苏自舟微微侧了一下眸,感受到主子碰了一下他的肩,再道:“谢陛下赏赐……”屈着膝过去,也端不下,还是由另两个侍女帮忙接着,他才敢起身。
文瑧居高临下地望着他,面上是寡淡的笑,顺道把腰际的那串玉佩解下来,也递过去:“这玉佩朕也赏你了,日后可要好好服侍李相。”

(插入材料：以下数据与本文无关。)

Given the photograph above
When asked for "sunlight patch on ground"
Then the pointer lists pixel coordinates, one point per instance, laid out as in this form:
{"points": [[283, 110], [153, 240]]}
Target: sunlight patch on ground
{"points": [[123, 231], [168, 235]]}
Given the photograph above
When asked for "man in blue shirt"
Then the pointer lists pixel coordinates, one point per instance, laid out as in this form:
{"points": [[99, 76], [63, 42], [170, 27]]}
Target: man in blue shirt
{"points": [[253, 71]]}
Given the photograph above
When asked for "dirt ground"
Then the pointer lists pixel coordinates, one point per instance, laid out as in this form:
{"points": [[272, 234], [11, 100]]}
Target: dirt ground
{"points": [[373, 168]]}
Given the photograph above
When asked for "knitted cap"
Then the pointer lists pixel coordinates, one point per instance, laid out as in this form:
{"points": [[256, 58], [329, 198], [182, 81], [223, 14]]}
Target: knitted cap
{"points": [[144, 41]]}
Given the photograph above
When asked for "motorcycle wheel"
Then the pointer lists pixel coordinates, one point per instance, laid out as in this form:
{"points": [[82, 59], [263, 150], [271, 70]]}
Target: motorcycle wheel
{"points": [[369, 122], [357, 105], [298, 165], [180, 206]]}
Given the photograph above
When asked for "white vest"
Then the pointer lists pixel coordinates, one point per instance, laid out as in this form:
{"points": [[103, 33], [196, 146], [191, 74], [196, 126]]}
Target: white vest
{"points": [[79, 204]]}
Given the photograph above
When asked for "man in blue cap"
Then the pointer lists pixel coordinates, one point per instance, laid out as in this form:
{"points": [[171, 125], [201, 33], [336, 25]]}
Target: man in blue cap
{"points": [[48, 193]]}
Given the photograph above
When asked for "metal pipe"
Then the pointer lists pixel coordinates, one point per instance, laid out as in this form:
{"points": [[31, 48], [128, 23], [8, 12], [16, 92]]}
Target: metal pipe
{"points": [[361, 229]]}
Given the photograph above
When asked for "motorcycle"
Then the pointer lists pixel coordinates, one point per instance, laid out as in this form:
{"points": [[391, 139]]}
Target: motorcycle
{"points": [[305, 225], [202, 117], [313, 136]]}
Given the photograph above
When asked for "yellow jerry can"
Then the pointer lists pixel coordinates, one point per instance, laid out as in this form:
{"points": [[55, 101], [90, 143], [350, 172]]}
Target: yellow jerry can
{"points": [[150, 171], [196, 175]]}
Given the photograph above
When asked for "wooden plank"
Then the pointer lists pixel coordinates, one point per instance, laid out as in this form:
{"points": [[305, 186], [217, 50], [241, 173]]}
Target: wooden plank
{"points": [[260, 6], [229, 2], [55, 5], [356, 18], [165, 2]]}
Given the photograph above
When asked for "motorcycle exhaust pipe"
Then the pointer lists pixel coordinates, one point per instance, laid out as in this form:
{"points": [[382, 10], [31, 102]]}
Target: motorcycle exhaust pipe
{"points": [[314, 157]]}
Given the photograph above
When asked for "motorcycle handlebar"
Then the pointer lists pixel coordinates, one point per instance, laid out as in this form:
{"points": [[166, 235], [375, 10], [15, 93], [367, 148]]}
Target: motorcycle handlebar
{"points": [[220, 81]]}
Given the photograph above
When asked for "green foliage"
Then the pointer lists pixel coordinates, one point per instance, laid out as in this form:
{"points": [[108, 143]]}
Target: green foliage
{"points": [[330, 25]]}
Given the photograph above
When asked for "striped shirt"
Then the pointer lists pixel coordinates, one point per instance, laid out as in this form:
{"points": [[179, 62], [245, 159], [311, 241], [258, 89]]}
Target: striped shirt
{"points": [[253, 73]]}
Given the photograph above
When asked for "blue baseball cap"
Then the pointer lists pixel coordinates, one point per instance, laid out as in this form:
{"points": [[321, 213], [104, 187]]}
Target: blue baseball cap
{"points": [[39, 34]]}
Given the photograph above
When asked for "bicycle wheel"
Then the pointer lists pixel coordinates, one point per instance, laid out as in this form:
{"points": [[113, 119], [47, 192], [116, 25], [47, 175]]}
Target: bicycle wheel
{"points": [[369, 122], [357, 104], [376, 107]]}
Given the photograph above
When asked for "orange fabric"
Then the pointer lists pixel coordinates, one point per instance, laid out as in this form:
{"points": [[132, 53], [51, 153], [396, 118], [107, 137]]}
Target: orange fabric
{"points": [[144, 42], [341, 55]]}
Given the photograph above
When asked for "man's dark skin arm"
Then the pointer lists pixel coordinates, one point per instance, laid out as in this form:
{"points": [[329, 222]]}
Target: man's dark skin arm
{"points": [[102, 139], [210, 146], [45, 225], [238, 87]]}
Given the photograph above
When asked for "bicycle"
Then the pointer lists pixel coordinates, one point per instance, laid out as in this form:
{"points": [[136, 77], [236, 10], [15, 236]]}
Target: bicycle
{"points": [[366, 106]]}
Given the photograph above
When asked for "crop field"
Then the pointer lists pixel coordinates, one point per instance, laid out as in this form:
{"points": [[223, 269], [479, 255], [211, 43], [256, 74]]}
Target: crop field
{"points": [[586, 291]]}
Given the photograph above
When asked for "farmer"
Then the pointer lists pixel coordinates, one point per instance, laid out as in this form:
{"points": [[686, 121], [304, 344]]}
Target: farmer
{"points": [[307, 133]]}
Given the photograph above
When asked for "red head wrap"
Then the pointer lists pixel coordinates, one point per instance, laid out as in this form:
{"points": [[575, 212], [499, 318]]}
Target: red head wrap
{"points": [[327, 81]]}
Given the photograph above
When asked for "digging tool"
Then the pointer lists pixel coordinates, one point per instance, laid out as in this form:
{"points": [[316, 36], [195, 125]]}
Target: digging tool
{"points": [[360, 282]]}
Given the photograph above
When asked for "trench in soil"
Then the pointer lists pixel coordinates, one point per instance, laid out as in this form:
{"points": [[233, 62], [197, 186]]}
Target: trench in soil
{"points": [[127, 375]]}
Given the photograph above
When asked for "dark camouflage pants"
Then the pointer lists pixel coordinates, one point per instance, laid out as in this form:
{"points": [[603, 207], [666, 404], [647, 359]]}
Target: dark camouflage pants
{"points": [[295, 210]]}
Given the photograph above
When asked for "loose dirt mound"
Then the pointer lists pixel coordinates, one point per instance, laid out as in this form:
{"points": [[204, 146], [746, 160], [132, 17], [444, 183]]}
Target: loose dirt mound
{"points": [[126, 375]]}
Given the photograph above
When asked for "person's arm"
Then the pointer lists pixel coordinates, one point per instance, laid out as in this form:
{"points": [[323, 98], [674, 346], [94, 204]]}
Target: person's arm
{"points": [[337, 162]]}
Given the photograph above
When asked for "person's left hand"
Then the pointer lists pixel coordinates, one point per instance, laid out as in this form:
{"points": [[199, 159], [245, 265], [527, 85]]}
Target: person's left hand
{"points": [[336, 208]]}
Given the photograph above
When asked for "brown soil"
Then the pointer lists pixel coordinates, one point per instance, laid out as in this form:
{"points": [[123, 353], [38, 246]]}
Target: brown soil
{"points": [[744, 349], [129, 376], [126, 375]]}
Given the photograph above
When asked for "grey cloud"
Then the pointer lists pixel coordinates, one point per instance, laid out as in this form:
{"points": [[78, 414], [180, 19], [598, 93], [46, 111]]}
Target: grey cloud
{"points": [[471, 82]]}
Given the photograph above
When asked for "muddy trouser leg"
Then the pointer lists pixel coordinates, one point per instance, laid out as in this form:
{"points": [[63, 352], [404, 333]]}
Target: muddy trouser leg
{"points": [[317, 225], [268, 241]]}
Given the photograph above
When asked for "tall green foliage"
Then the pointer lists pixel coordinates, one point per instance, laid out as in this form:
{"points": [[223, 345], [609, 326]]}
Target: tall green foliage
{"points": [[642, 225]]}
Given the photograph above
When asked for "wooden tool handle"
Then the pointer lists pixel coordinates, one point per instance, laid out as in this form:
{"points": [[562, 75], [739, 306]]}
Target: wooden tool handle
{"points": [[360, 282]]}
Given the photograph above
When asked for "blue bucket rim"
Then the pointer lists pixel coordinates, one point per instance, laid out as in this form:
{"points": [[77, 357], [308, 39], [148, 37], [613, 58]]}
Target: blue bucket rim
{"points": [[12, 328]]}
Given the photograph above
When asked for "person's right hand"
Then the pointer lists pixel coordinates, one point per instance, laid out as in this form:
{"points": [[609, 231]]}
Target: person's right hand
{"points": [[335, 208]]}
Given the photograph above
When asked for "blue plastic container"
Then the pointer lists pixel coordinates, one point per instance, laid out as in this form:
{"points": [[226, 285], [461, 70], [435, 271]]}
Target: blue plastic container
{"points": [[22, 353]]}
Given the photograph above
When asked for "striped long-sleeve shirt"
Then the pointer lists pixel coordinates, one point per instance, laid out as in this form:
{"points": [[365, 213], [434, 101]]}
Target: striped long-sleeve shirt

明明是赏赐,那轻蔑的神态却像拿着一块骨头丢给看门听话的小狗。
李简感到心惊,苏自舟不曾触怒文瑧,为何会待他这样?仅因为他身份低微?
苏自舟战战兢兢地收下了,眼圈也红了:“谢陛下,奴定不会辜负李相的再造之恩。”
李简怕这孩子失态,找了个借口赶紧让人退下。
这一顿饭,大概除了皇帝和睿王,谁都提着一颗心,宋清漪更是,看似提着筷子,可面前的菜式却只少了几片绿叶。
临走时,李简趁着百禄给文瑧穿氅衣,从果盘里抓了一把果糖塞到了宋清漪手里,宋清漪怔愣:“这是?”
李简低声道:“怕你没吃饱。”
宋清漪斜着眼嗔笑:“我又不是小孩子。”
李简却打量他这一身衣袍,其实从宋清漪一进院他就想夸了:“你这一身好看,淡雅,新年里与众不同。”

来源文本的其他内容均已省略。